According to the grisly report, the 26-year-old hairdresser was stabbed over 70 times with such force that he was nearly decapitated.
Lathem, 46, and Warren, 56, had communicated for months before the killing via online chatrooms where the pair discussed “carrying out their sexual fantasies of killing others and then themselves”, prosecutor Natosha Toller told told the Cook County court in Illinois.
Lathem paid for Warren to fly to the US days before the murder with the intention of killing someone and then themselves, Toller said. She added that on July 26, one day before the killing, Lathem booked a room for Warren near Cornell-Duranleau’s apartment.

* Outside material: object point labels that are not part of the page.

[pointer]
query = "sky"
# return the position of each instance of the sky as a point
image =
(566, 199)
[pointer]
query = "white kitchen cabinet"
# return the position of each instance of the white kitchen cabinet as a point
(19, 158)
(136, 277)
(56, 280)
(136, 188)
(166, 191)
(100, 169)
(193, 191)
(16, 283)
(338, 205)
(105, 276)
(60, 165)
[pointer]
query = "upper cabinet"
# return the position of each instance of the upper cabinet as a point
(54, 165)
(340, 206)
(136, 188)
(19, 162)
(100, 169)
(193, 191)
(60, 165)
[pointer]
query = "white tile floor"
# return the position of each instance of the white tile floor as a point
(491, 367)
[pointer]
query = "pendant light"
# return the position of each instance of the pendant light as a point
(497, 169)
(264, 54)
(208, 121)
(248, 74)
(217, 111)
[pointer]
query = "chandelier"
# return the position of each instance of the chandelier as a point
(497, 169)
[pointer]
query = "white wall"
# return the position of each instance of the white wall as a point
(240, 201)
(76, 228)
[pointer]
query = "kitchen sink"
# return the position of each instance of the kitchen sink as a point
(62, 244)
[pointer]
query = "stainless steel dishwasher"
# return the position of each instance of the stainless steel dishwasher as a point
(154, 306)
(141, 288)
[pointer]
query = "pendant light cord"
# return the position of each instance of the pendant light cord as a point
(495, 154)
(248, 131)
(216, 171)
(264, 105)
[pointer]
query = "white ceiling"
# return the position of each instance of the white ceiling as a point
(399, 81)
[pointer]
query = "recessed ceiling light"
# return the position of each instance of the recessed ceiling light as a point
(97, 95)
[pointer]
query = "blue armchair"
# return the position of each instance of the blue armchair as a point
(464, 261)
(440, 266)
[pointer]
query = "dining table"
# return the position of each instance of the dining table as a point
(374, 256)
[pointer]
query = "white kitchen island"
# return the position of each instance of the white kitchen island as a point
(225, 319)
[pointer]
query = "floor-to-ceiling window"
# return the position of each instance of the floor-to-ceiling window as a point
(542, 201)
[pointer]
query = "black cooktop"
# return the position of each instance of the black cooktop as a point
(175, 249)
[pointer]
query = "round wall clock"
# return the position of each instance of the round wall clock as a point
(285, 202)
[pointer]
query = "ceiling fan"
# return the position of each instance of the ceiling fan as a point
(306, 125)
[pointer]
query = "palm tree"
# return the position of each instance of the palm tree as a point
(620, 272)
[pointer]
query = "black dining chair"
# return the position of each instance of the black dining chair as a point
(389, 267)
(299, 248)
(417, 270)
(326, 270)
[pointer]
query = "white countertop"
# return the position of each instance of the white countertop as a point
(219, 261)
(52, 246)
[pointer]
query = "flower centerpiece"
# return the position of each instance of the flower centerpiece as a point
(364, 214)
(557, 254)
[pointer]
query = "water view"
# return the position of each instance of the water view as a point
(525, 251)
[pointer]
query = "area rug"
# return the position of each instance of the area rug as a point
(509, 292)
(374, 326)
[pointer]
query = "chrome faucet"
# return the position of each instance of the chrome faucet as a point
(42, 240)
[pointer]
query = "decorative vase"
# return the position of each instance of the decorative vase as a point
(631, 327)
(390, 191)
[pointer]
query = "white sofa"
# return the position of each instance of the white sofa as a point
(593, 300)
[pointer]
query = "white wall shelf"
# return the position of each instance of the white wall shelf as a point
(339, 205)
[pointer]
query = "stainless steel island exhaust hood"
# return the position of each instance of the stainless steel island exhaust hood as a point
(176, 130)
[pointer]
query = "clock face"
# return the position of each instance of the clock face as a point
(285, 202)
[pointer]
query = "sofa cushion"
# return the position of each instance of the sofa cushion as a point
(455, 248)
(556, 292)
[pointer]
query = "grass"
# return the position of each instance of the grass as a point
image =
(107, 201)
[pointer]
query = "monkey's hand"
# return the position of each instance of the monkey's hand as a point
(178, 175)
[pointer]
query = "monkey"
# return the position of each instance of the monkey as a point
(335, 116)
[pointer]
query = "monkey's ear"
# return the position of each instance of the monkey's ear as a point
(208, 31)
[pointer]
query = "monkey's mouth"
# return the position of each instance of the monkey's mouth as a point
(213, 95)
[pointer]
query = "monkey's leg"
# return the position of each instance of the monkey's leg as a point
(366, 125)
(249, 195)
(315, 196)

Cornell-Duranleau, who was from Michigan, was asleep in his 10th-floor apartment when Lathem let Warren into him into the property in the early hours of July 27. Lathem then crept up to his boyfriend before stabbing him in the chest and neck with a 6-inch drywall saw knife, Toller said.
Cornell-Duranleau woke up during the attack and began fighting back, at which point Warren helped Lathem to subdue him, covering his mouth and striking him with a heavy lamp, the prosecutor said.
As Lathem continued to stab Cornell-Duranleau, Warren went to the kitchen and returned with two kitchen knives before also joining in with the barbaric attack, she said.
Toller said Cornell-Duranleau’s last words to his boyfriend were: “Wyndham, what are you doing?”
Following the murder, Lathem and Warren went on the run, making a $5610 cash donation to a Chicago health centre in Mr Cornell-Duranleau’s name before fleeing the city in a rented vehicle.
They drove northwest before stopping around two hours later in Lake Geneva, Wisconsin, and making another cash donation of $1000 in Cornell-Duranleau’s name to a local library.
Following a nationwide manhunt that lasted eight days, the pair eventually surrendered in the San Francisco area of California before being returned to Illinois, where they will now stand trial.
Deeming both men potentially dangerous and a flight risk, Judge Adam Bourgeois Jr ordered both of them to remain in jail under strict separation until the trial. Both men are yet to enter pleas.